The dirt was soft from the rain the day before and it was like going on a treasure hunt. So after digging them up I wondered what I should do with them. I could replant them. The end of summer and beginning of fall is when spider lilies bloom anyways, but that’s a lot of bulbs to plant! Then I got the idea to make a raised flower bed just for them.
Instead of planting them, I’ll store them and plant the buds next spring so they’re ready! The thing is, having not done any gardening at all, I had no idea how you store bulbs. With a little investigating (i.e. consulting my Mother-in-Law and Google) I found out what to do! Turns out Tupperware isn’t really the best way to store them.
The first thing that should be done is setting your bulbs out to dry. This could be overnight, a couple of days, or even a week. You shouldn’t let them sit out for longer than a week. Once that is finished you’re ready to put them away.
You will need:
A toothbrush (not the current one you use to clean your teeth) or other kind of brush to gently clean the dirt off the bulbs.
A container or box to keep the bulbs safe. I chose to get a cardboard box lined with newspaper for extra protection.
Sand or peat moss to put in the container.
You’ll start by cleaning the dirt off the bulbs. They don’t have to be super sparkly clean but you don’t want them still caked in mud either.
Once all of the cleaning is done you’re ready to put them in storage. You want a container that breathes to prevent the bulbs from molding. Moldy bulbs = bad bulbs that won’t grow in the spring.
These bulbs won’t work!
Put the sand or peat in the container and start placing bulbs. You don’t want them to be too squished together. They need a little bit of space. This will also keep them from coming into contact with other bulbs that might have mold or something else funky.
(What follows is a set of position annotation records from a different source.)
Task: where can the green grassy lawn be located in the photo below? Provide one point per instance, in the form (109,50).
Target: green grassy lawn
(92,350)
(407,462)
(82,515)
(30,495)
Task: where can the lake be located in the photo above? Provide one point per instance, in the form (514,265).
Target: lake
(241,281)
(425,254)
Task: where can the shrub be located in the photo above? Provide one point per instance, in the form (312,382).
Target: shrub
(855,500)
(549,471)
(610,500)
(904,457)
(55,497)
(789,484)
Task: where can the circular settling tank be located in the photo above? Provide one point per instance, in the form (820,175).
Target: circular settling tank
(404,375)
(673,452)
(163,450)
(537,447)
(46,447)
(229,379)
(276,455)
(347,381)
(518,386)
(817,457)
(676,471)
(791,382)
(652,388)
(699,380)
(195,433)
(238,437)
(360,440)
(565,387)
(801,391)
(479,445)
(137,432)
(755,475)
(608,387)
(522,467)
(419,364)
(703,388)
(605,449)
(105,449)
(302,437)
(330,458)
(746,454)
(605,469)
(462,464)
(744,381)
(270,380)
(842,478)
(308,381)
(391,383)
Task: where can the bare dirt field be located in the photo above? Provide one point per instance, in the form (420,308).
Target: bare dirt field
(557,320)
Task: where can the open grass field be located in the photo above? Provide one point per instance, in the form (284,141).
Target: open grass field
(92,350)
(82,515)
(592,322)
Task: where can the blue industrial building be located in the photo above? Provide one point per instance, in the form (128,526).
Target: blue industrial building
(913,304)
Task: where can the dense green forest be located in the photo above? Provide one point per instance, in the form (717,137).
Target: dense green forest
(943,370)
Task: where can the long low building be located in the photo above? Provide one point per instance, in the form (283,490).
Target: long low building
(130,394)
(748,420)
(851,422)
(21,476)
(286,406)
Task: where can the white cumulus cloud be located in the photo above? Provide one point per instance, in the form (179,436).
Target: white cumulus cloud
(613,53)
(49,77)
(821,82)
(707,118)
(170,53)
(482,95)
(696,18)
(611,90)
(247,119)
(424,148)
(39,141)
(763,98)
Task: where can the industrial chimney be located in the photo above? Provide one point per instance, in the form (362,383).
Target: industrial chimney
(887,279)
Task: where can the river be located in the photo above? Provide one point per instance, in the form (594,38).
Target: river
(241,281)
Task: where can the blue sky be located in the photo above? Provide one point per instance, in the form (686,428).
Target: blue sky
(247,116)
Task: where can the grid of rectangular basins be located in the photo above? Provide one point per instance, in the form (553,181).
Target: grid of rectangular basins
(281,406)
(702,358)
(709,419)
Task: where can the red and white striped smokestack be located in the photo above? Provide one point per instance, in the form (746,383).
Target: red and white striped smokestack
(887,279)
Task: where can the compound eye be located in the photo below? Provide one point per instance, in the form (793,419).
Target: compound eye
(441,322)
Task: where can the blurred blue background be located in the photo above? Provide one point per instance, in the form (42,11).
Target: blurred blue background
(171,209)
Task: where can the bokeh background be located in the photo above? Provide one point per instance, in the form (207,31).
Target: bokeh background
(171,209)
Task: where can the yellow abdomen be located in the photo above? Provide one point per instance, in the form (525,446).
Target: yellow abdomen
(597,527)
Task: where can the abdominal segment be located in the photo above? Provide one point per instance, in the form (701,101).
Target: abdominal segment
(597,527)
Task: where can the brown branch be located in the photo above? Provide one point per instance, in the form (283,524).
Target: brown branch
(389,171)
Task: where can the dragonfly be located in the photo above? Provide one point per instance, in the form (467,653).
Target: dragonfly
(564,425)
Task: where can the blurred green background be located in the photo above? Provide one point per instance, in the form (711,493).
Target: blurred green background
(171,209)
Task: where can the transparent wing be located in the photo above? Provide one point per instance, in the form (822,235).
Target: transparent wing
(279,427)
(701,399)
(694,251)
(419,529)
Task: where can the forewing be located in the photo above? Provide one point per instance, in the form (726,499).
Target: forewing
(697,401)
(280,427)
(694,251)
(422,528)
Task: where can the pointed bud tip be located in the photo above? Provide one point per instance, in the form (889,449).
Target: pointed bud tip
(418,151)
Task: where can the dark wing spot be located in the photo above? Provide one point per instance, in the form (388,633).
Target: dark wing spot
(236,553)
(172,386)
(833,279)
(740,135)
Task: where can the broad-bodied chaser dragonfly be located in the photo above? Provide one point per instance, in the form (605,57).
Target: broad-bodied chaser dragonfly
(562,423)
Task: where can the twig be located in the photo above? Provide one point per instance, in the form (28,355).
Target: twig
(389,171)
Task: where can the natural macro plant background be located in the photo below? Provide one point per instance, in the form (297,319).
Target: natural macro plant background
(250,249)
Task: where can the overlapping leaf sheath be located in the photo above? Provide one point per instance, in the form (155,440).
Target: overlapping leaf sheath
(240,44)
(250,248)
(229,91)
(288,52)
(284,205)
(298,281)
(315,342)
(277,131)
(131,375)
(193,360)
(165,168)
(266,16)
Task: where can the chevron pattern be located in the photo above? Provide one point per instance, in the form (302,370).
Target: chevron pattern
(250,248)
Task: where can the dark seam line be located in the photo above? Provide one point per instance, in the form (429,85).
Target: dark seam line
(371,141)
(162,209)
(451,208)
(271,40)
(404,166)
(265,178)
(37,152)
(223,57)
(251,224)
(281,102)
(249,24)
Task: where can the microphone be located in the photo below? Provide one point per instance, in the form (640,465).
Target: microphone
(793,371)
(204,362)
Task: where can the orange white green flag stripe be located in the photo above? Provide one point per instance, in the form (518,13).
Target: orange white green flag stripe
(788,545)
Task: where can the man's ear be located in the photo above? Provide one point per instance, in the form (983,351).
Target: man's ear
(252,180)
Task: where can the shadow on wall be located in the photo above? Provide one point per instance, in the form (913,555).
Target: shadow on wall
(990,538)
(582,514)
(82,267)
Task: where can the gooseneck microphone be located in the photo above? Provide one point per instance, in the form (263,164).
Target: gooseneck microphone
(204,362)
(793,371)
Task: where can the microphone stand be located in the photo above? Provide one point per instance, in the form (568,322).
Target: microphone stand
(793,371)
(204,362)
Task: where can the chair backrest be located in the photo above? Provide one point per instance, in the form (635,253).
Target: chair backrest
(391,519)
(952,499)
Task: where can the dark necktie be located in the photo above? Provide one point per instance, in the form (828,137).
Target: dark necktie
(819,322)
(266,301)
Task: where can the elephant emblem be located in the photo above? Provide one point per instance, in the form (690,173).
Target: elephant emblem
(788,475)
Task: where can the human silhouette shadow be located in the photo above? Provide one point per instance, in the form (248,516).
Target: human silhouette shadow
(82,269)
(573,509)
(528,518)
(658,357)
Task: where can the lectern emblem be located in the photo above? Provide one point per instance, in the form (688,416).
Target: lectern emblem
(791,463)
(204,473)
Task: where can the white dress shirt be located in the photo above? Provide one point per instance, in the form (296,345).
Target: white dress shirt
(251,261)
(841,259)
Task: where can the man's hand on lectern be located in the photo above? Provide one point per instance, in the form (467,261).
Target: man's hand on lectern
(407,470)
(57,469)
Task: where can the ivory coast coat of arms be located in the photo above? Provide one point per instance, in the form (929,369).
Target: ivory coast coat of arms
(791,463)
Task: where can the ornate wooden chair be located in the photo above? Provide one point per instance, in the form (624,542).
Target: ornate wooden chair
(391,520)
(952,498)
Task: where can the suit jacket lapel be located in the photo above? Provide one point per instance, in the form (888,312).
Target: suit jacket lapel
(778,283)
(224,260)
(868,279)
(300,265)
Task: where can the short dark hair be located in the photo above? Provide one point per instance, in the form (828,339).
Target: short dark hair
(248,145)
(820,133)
Depending on how many bulbs you have you can layer them until the box is full.
Once the box is full, be sure to label the box and then it is ready to store in a cool dry place. That could be a closet or the garage. Wherever they won’t get too warm or wet.
Be sure to check on them once a month just to make sure they are okay. Gently squeeze bulbs to see if they are firm or squishy. If you happen to find squishy bulbs remove them from the box. If they seem a little too dry you can spritz them with a little water to get them back to normal. Now you have bulbs that will be ready to plant next spring!
P.S. While this article is specifically for Spider Lily bulbs the same basic procedure can be used for other bulbs. Cleaning them off, putting them in newspaper, and then placing them in a container that can breathe works for just about any plant bulb. Be sure to check with someone who knows about storing bulbs, or the internet for any other guidelines for your specific plant.